“Most of my colleagues think we are past the peak,” Professor Chris Whitty said on Wednesday at a press conference held in Downing Street.
He was quick to warn against complacency, saying it “doesn’t mean you could never have another peak.”
“But, at this point in time, provided people continue to follow the guidelines, we are on the downward slope of cases, of hospitalisations, and of deaths, in all four of the nations of the United Kingdom,” he said.
“So I think, we do think, at this point, this peak at least, we are past.”
But Whitty warned that another surge is possible if the existing CCP (Chinese Communist Party) virus lockdown rules are eased too quickly, putting the National Health Service (NHS) under renewed pressure.
“There are still a very large number of people in hospital and more people than there were in the first peak in April last year,” he said.
“The rates are now coming down but they are still incredibly high.

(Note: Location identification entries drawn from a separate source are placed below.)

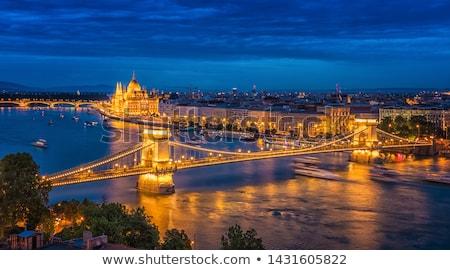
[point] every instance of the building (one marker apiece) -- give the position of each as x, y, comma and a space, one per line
134, 100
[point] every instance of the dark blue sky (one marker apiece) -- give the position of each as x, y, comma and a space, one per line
302, 45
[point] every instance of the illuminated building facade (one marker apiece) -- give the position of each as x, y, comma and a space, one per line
134, 100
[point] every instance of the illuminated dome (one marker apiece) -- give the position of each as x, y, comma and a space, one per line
133, 85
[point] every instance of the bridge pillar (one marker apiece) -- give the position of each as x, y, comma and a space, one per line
156, 157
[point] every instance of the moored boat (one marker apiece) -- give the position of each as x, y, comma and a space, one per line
383, 174
308, 166
41, 143
437, 178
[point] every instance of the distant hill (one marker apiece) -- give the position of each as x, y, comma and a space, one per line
14, 87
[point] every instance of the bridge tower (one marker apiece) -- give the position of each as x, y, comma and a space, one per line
370, 139
156, 158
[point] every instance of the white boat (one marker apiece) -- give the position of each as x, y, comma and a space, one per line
308, 166
437, 178
385, 175
41, 143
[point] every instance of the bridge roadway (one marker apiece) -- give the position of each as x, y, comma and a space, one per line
223, 157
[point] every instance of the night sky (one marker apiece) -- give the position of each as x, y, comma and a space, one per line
217, 45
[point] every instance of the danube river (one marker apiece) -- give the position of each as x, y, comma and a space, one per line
287, 211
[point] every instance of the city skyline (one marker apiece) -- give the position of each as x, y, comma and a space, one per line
217, 46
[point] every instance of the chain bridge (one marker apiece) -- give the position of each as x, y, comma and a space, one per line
158, 156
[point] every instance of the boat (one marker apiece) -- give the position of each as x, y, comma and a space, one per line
41, 143
383, 174
248, 137
437, 178
309, 166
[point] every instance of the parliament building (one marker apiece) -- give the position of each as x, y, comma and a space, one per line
134, 100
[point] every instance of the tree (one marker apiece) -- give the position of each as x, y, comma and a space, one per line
23, 193
130, 227
236, 239
176, 240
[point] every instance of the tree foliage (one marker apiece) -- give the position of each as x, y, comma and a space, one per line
23, 193
236, 239
129, 227
176, 240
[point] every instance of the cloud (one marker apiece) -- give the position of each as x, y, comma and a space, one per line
330, 31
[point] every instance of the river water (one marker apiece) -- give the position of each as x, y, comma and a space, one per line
287, 211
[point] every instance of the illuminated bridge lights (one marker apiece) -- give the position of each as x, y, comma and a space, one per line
85, 172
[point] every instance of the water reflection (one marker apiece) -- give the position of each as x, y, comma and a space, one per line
287, 211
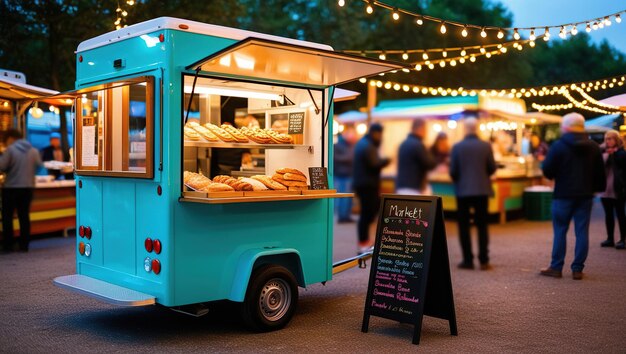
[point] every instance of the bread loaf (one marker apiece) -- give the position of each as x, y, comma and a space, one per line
269, 183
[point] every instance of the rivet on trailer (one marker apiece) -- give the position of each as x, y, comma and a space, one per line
153, 239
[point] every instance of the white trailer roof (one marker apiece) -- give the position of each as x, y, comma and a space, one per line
186, 25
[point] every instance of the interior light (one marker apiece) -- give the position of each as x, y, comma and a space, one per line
226, 91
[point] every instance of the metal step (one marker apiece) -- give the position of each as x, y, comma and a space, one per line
104, 291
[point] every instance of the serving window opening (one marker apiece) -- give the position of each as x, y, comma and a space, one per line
115, 124
243, 129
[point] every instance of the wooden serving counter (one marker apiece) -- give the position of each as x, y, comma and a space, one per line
53, 208
271, 197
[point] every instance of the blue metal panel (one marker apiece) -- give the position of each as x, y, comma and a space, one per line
211, 240
118, 224
89, 207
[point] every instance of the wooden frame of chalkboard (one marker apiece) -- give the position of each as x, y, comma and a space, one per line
410, 238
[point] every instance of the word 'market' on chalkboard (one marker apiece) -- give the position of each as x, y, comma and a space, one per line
318, 177
410, 237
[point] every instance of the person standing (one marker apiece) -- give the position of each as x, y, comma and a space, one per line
472, 163
575, 164
366, 172
342, 157
20, 162
414, 162
614, 197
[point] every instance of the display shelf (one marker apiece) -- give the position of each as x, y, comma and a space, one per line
269, 198
248, 145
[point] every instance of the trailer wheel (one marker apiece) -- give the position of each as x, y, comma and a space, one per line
271, 299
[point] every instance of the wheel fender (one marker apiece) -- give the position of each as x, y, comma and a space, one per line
246, 263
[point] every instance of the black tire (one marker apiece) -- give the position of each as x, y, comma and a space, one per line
271, 299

If we were to start take-off again from the very high levels we are at the moment the NHS will get back into trouble extraordinarily fast.”
Almost 90 percent of those aged 75 and over in England and “every eligible person in a care home” have had the vaccine, he said.
Johnson said there are already “some signs of hope” as the numbers of COVID-19 patients in hospital are “beginning to fall for the first time since the onset of this new wave.”
But he said the level of infection is “still alarmingly high,” and more than 32,000 patients are still in hospital with the virus.
Data released on Tuesday showed another 1,322 people had died within 28 days of a positive CCP virus test.
Johnson said it is still too early “to imagine the relaxation of the current guidelines.”